What questions should I ask my Urogynaecologist?
- It’s best to ask what is the problem and how has it happened, and what can your Consultant, and you, do to help.
- Explain how your symptoms affect your everyday life and which one troubles you the most. There are numerous relatively simple ‘self-help’ measures including avoiding drinks which might aggravate the condition (e.g. tea, coffee, fizzy drinks), weight loss and pelvic floor exercises (with a physiotherapist or specialist nurse), vaginal pessaries and medications.
- Ask what to do if that doesn’t work; what else is available, and how successful that is e.g. surgery outcomes and what are the risks?
- What if I do nothing?
- If planning another pregnancy, will it get worse? What can be done to prevent that?
- Are there support groups/other organisations that might help?
- Are there any clinical trials I can take part in?
Psychosexual therapy is the use of targeted counselling, or longer-term psychotherapy to help address sexual problems. It is a talking-based treatment and doesn’t involve touch such as massage.
Critically, psychosexual problems are emotional and/or psychological. But they can be caused by or lead to physical problems. This means that to understand psychosexual therapy properly, it is helpful to appreciate the interrelationship between physical and psychological.

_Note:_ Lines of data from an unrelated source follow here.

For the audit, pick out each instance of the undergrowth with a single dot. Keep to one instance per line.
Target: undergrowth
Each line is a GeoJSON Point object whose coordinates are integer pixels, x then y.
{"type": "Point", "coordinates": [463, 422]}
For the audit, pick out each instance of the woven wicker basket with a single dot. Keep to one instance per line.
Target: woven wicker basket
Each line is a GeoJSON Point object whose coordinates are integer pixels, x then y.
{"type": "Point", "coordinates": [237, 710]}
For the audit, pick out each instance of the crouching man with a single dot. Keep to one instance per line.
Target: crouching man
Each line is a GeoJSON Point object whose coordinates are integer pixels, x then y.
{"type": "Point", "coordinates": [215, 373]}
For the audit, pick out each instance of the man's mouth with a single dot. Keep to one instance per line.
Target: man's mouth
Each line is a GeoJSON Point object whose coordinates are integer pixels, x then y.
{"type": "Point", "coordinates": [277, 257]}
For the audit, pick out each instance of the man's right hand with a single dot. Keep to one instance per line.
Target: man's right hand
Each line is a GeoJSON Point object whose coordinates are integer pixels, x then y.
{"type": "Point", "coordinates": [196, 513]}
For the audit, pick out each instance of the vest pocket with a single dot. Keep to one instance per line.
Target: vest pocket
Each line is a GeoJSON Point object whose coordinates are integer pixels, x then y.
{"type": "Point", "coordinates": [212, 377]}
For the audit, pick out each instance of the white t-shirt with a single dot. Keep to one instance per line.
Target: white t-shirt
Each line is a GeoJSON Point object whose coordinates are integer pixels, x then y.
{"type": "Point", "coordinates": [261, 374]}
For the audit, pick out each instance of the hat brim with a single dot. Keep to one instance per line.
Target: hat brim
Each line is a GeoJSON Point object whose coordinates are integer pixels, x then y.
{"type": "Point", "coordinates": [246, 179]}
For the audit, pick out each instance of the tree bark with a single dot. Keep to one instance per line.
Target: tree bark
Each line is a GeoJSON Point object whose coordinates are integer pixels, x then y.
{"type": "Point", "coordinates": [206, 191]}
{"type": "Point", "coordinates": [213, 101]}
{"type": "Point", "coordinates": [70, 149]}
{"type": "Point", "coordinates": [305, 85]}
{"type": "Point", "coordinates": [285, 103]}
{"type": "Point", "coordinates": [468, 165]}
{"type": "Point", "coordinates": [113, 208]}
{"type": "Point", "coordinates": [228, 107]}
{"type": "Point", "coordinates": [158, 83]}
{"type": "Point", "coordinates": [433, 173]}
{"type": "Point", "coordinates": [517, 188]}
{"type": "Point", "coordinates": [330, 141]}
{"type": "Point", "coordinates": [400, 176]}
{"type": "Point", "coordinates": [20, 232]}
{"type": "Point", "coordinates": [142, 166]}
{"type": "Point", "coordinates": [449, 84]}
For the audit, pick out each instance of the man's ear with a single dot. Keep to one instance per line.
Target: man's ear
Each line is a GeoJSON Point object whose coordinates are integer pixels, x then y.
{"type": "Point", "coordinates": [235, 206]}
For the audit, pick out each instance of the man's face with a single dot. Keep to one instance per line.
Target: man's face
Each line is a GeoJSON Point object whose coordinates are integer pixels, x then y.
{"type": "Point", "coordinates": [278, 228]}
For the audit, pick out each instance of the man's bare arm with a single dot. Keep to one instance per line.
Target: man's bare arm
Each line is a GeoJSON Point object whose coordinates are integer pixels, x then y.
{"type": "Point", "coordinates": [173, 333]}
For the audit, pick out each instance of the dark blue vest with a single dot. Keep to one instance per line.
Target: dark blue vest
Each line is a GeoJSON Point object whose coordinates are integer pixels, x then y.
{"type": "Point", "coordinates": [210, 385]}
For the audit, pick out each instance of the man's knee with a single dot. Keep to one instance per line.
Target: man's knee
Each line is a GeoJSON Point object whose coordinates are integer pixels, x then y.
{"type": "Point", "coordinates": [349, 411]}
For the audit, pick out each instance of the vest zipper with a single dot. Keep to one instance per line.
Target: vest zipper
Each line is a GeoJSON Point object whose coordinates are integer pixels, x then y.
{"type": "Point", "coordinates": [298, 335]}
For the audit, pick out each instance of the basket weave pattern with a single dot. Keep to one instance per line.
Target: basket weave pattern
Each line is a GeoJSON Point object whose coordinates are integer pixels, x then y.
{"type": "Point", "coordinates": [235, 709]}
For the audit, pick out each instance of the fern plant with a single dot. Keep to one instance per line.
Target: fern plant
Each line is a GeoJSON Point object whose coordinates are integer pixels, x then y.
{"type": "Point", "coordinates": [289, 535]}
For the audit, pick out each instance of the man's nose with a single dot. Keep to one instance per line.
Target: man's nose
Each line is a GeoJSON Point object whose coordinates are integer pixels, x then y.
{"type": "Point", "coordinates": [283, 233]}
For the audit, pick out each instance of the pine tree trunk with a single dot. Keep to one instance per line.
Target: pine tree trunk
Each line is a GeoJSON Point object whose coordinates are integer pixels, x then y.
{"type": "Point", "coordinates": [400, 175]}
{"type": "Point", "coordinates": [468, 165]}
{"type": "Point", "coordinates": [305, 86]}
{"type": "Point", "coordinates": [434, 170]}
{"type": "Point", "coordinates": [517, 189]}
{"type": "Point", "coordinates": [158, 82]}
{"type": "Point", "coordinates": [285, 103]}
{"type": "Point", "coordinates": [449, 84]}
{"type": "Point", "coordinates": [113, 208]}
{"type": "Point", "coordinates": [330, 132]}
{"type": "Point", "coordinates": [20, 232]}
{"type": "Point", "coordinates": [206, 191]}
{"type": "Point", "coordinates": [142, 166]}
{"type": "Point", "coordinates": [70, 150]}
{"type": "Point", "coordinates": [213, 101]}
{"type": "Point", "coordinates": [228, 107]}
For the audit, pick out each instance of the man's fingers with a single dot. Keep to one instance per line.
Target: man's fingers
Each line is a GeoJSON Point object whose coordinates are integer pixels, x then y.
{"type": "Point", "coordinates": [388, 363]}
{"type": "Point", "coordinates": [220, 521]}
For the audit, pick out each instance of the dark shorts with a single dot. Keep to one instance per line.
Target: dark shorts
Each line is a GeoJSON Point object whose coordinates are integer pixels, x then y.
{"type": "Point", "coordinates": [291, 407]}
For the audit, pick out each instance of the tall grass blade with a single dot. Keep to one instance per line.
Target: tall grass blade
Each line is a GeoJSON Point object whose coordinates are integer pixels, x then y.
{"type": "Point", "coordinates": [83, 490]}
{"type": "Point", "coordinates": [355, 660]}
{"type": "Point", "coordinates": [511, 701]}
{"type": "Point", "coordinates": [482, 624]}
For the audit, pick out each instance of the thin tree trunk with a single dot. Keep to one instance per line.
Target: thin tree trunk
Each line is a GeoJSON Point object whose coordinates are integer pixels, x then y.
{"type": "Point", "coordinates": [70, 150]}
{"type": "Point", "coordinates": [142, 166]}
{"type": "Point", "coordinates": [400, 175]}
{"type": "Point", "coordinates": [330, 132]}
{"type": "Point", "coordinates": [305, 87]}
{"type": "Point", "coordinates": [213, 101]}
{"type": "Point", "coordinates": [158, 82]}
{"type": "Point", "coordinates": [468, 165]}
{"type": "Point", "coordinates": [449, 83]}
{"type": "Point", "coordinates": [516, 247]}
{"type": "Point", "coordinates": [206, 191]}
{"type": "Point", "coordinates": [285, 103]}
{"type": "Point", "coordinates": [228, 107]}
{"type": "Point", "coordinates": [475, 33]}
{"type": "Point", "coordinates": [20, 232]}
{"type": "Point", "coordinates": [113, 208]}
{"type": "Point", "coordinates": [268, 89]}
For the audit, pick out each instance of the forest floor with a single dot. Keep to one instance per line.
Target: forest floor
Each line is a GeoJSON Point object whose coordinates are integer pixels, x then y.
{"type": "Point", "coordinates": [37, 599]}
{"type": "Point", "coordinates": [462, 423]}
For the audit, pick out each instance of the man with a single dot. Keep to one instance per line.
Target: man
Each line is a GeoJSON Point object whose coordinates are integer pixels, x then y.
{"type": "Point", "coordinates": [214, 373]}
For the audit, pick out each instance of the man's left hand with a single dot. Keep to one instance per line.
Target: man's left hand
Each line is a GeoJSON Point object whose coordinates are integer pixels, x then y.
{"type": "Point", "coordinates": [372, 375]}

Because of this, psychosexual therapy is highly specialised work that requires an in-depth knowledge of anatomy, physiology as well as pharmacology. All of which need to be integrated into a medical model and applied into a psychotherapeutic frame.
Physical Informing the Psychological:
For example, a physical effect of medical treatment might lead to changes in someone’s appearance. The person may be scared that others will be less attracted to them because of those physical changes. And in turn the person might develop psychological barriers to and a fear of intimacy. Those barriers and fears could negatively impact on relationships and sexual experiences. Whilst a medical professional would deal properly with the physical challenges faced, psychosexual therapy could be employed to tackle the related psychological problem.

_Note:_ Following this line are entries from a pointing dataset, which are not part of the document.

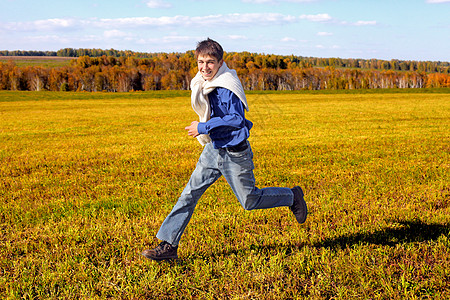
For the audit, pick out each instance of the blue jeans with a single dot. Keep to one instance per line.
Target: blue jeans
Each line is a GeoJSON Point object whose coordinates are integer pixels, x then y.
{"type": "Point", "coordinates": [237, 168]}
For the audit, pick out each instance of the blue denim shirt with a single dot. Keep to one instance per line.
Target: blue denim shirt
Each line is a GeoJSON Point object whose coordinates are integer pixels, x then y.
{"type": "Point", "coordinates": [227, 126]}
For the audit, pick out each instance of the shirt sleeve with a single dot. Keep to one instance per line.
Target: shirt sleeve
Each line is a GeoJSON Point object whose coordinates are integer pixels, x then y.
{"type": "Point", "coordinates": [229, 114]}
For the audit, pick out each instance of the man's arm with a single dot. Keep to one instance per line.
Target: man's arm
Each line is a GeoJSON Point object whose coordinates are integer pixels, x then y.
{"type": "Point", "coordinates": [192, 129]}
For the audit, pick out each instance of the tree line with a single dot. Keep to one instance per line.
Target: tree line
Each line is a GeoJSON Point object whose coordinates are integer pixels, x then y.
{"type": "Point", "coordinates": [174, 71]}
{"type": "Point", "coordinates": [262, 60]}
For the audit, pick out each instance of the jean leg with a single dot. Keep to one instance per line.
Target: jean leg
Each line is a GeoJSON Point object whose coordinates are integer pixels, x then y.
{"type": "Point", "coordinates": [238, 171]}
{"type": "Point", "coordinates": [175, 223]}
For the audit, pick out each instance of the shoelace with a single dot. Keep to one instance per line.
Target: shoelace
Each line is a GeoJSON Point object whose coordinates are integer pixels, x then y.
{"type": "Point", "coordinates": [163, 246]}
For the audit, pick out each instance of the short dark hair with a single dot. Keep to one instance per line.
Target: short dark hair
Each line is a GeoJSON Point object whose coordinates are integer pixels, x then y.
{"type": "Point", "coordinates": [209, 47]}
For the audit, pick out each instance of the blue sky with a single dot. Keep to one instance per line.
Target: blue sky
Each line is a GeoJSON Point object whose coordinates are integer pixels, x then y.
{"type": "Point", "coordinates": [382, 29]}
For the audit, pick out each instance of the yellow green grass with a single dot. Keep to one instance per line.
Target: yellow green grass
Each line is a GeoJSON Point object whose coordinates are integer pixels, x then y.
{"type": "Point", "coordinates": [86, 180]}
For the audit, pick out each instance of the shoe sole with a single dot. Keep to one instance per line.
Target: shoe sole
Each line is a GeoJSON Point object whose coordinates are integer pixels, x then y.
{"type": "Point", "coordinates": [298, 193]}
{"type": "Point", "coordinates": [159, 258]}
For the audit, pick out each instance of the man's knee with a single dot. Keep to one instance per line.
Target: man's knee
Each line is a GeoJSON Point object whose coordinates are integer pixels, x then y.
{"type": "Point", "coordinates": [250, 201]}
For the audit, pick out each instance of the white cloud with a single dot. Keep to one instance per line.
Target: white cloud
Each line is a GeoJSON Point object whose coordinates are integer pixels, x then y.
{"type": "Point", "coordinates": [236, 19]}
{"type": "Point", "coordinates": [115, 34]}
{"type": "Point", "coordinates": [158, 4]}
{"type": "Point", "coordinates": [365, 23]}
{"type": "Point", "coordinates": [276, 1]}
{"type": "Point", "coordinates": [316, 18]}
{"type": "Point", "coordinates": [287, 39]}
{"type": "Point", "coordinates": [237, 37]}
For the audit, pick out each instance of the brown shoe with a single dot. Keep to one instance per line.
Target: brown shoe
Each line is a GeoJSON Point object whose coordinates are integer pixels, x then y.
{"type": "Point", "coordinates": [164, 251]}
{"type": "Point", "coordinates": [299, 208]}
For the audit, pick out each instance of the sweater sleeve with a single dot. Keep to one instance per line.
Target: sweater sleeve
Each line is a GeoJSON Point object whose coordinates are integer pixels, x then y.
{"type": "Point", "coordinates": [228, 113]}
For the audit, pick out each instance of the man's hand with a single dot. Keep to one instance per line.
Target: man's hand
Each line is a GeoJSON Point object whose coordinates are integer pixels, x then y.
{"type": "Point", "coordinates": [192, 129]}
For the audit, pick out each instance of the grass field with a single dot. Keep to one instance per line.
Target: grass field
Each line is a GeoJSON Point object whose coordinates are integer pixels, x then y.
{"type": "Point", "coordinates": [86, 180]}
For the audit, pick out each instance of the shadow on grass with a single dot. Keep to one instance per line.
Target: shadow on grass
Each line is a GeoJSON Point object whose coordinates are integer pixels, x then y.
{"type": "Point", "coordinates": [401, 232]}
{"type": "Point", "coordinates": [404, 232]}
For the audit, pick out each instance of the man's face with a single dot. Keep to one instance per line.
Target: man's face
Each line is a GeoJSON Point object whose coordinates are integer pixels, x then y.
{"type": "Point", "coordinates": [208, 66]}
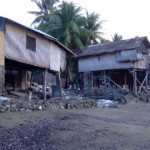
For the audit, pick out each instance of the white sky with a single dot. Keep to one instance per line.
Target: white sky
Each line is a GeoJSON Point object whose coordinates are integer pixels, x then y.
{"type": "Point", "coordinates": [128, 18]}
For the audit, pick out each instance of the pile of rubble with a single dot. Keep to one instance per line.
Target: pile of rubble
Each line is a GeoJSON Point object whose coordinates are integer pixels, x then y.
{"type": "Point", "coordinates": [12, 105]}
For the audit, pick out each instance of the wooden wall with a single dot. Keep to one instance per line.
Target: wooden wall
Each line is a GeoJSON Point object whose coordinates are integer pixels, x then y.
{"type": "Point", "coordinates": [102, 62]}
{"type": "Point", "coordinates": [47, 54]}
{"type": "Point", "coordinates": [112, 61]}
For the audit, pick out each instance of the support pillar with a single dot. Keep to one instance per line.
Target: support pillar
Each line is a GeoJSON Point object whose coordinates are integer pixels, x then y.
{"type": "Point", "coordinates": [88, 80]}
{"type": "Point", "coordinates": [104, 77]}
{"type": "Point", "coordinates": [135, 82]}
{"type": "Point", "coordinates": [146, 82]}
{"type": "Point", "coordinates": [45, 83]}
{"type": "Point", "coordinates": [2, 63]}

Psychological Informing the Physical:
On the other hand, someone may have an emotional or psychological issue which ultimately manifests itself physically. A traumatic event such as rape could lead to severe emotional challenges from shame to deep insecurity. Those emotional challenges could then manifest themselves physically through, for example, erectile disfunction as the person inadvertently places barriers to stop physical intimacy. In this sort of situation, a medical professional would be able to rule out a physical cause (such as illness) for the tangible problem. And again, a therapist would be able to tackle the underlying emotional and psychological issues using psychosexual therapy. The hope in a scenario such as this is that resolving the emotional and psychological issues would then mean that the resulting physical problem would be resolved.
It is recommended that you see your GP for a referral to psychosexual therapy. In some areas of the UK they may be able to refer you to NHS-provided psychosexual services if that is the recommended treatment.